De Roma parte para Francia, a buscar donde estudiar cine y Francia lo recibe como es fama saben recibir los franceses: "Mi primera impresión de Francia es un bofetón a las ilusiones: un francés. Uno de los vendedores de sandwiches y refrescos que suben a los trenes a ver si uno les hace el favor de comprarles algo. Pues el sujeto le hace tamaño escándalo a un pobre hombre porque éste no le puede pagar en francos. Y ¿de dónde quería que sacara los francos, don gran hijueputa, si el señor viene de Italia y vamos en un tren? ¿Quiere que salte al rastrojo? ... ".
Tampoco logra entrar al Idhec y sus estudios de cine en Francia no pueden ser. Vaga un tiempo por París; malvive y malduerme en un hotelucho que regenta una arpía malhumorada a quien deja en el momento de partir una caja de chocolatines generosamente inyectados de veneno. Y se va a España.

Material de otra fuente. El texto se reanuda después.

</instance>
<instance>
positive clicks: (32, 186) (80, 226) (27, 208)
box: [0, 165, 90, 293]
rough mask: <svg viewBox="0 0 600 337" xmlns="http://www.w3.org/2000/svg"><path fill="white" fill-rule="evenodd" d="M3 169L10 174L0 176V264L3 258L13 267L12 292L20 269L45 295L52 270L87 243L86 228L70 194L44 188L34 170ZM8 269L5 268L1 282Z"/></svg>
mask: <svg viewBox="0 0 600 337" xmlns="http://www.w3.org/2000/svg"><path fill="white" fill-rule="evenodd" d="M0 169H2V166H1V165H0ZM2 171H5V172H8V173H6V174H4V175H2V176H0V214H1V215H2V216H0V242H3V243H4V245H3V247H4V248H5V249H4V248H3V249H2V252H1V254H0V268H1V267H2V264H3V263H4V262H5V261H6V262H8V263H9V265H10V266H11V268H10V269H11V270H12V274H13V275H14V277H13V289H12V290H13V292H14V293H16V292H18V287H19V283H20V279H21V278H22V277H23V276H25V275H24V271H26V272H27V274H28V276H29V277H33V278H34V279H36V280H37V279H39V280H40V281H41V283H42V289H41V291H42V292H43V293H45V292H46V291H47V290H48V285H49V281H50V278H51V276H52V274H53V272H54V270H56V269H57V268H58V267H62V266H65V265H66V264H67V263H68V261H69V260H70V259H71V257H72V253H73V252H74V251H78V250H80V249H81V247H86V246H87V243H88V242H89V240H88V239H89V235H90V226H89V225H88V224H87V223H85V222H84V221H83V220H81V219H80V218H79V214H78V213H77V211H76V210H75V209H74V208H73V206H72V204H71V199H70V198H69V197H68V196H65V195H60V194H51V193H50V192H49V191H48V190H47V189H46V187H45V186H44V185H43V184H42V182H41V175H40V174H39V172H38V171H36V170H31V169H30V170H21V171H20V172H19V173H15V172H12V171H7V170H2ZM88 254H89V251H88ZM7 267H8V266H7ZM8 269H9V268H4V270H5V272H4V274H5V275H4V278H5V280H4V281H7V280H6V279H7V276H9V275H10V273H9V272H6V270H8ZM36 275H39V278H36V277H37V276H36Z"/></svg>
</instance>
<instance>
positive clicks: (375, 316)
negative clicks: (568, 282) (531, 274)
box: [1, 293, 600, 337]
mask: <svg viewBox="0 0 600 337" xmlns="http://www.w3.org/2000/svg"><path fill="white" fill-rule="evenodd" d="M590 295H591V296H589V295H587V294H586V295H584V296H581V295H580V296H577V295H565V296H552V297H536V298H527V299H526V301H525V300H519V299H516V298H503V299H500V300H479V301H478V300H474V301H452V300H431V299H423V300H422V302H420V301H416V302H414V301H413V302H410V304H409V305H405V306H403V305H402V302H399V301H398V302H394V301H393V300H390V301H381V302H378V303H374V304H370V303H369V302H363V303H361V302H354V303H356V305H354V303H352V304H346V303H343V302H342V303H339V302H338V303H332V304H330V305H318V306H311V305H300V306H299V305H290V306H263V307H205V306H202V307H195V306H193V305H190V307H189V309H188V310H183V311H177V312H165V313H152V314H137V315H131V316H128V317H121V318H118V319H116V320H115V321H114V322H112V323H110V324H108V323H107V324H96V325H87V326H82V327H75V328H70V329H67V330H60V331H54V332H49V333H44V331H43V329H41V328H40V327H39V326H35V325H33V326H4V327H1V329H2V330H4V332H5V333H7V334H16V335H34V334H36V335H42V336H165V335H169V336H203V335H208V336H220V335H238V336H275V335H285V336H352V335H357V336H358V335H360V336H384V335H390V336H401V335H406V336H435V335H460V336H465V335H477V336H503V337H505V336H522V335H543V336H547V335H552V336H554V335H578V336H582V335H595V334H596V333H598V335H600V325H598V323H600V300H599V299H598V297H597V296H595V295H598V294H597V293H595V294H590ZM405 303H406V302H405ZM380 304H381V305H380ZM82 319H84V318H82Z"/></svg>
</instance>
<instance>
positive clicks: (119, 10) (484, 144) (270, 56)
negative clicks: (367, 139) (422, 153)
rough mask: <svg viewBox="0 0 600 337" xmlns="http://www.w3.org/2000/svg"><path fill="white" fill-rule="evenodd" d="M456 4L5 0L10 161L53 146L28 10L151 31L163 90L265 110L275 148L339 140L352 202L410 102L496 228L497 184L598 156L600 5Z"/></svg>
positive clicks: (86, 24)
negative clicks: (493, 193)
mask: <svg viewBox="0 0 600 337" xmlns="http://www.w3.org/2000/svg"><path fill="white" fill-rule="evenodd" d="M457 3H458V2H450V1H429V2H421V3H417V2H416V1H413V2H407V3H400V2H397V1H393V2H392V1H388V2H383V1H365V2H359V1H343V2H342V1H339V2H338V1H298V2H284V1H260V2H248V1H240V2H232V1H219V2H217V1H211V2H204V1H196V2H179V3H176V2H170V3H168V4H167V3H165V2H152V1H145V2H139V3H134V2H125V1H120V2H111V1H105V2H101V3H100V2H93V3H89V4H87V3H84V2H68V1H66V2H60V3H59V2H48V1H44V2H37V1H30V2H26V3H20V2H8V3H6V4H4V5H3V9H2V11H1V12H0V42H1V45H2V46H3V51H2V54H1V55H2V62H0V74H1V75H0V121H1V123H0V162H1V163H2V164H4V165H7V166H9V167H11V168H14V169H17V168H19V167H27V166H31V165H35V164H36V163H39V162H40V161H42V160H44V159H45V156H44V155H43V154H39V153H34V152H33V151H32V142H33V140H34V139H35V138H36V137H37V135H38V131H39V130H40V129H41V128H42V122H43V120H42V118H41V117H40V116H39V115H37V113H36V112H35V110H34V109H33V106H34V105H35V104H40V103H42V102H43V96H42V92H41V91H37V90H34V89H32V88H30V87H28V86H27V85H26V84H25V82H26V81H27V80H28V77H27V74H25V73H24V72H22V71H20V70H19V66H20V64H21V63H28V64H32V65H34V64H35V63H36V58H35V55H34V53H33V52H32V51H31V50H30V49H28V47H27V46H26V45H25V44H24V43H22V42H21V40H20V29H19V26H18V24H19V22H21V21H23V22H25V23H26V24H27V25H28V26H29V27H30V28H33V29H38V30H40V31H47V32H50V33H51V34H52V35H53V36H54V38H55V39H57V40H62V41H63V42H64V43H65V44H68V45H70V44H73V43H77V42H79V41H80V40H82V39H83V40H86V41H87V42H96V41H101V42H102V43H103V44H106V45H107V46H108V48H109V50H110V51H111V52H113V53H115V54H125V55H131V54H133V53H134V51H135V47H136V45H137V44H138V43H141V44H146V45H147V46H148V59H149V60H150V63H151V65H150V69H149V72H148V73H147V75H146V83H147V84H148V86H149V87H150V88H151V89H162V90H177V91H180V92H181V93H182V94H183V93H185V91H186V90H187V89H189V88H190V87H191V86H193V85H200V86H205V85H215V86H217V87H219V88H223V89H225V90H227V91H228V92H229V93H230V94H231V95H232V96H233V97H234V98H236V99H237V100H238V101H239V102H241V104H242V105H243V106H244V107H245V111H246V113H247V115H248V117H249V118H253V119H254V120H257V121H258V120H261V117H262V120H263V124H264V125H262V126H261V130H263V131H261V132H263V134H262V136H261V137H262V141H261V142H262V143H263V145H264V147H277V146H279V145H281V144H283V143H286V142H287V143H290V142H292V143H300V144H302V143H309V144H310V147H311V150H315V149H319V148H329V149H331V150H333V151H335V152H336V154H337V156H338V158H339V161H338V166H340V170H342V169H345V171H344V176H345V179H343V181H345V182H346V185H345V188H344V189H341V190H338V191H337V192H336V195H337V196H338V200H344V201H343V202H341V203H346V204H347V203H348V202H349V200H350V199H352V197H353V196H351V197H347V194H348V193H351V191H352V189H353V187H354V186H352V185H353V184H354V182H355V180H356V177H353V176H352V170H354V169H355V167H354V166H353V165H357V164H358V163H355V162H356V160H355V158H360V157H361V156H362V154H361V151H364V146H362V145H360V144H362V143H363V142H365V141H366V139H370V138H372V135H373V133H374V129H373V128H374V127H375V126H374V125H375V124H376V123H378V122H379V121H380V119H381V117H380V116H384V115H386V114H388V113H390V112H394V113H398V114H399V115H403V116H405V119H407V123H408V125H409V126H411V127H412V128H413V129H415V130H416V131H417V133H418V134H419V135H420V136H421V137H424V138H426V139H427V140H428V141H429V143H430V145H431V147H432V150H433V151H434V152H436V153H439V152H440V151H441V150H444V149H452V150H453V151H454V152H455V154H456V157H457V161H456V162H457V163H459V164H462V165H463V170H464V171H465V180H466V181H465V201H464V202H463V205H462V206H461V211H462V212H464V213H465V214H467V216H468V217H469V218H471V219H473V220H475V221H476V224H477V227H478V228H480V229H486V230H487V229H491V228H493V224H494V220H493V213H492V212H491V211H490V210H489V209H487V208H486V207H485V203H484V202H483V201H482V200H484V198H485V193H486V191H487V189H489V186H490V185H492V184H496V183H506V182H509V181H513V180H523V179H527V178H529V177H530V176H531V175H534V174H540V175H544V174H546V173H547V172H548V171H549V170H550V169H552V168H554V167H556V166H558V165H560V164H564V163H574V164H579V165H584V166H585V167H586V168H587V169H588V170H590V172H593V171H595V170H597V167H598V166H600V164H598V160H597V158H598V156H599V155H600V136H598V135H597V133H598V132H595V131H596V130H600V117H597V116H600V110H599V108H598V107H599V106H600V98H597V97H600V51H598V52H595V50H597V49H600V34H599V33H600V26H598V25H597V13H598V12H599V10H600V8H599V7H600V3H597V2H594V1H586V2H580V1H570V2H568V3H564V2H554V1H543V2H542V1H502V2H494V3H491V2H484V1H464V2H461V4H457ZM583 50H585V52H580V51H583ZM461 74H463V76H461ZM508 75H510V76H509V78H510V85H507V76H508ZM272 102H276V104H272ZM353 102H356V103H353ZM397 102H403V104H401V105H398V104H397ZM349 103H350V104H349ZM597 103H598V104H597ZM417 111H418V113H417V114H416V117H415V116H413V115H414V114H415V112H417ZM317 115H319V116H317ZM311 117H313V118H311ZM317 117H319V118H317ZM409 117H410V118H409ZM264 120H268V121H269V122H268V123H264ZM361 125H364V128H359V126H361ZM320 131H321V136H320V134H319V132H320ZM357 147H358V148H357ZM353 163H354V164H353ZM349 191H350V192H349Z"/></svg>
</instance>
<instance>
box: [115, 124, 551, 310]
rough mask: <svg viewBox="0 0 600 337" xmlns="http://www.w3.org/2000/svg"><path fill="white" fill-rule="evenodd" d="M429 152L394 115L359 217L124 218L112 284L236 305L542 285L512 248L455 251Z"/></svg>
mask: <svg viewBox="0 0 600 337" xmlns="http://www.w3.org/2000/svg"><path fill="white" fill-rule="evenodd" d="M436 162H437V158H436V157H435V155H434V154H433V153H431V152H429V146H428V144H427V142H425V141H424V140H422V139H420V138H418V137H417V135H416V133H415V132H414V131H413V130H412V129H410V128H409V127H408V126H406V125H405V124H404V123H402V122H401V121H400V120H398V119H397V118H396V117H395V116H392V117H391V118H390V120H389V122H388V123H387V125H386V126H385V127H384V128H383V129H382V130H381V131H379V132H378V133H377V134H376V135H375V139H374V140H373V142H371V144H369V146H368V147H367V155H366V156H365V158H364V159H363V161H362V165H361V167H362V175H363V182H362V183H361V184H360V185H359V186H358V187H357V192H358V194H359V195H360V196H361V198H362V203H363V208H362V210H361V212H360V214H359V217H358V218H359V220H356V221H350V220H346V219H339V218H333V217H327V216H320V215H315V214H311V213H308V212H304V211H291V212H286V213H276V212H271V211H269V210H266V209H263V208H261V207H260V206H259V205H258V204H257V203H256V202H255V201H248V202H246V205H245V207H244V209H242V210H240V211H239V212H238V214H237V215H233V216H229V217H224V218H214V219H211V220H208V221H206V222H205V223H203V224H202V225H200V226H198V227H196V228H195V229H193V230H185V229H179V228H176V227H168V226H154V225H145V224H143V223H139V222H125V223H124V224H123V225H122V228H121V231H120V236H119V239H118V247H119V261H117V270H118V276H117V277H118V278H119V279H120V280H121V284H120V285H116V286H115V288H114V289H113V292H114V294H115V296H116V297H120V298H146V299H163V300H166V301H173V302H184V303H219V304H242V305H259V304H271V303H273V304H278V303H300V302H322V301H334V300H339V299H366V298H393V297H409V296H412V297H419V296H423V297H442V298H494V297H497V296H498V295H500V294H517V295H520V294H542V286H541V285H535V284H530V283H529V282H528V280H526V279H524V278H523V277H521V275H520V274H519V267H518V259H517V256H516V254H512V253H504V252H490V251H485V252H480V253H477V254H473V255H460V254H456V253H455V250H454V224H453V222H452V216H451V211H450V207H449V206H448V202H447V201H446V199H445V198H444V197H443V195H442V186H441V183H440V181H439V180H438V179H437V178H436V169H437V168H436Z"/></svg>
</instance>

Está en Madrid y en Castilla, y en Ávila y después de aventurar por ciudades, pueblos y muchachos, vuelve a la Roma que es su centro de operaciones y de Roma torna finalmente a Colombia, a esa Colombia suya que repudia y repudiada, frente a la que experimenta una rara sensación, un fenómeno síquico que involucra simultáneamente la atracción y la repulsión.
"Los caminos a Roma", es el tercer volumen de una trilogía iniciada con Los días azules y que Fernando Vallejo ha dedicado a contar su vida maravillosamente vestida con el ropaje de la novela. Vallejo sigue mostrándose aquí como el gran escritor que es, dueño de un castellano vigoroso y cordial, de un estilo literario definido y de una capacidad incuestionable para novelar que le coloca entre los mejores de Latinoamérica.
(1). "Los caminos de Roma", Fernando Vallejo, Editorial Planeta Colombia S.A. Bogotá 1988,124 págs.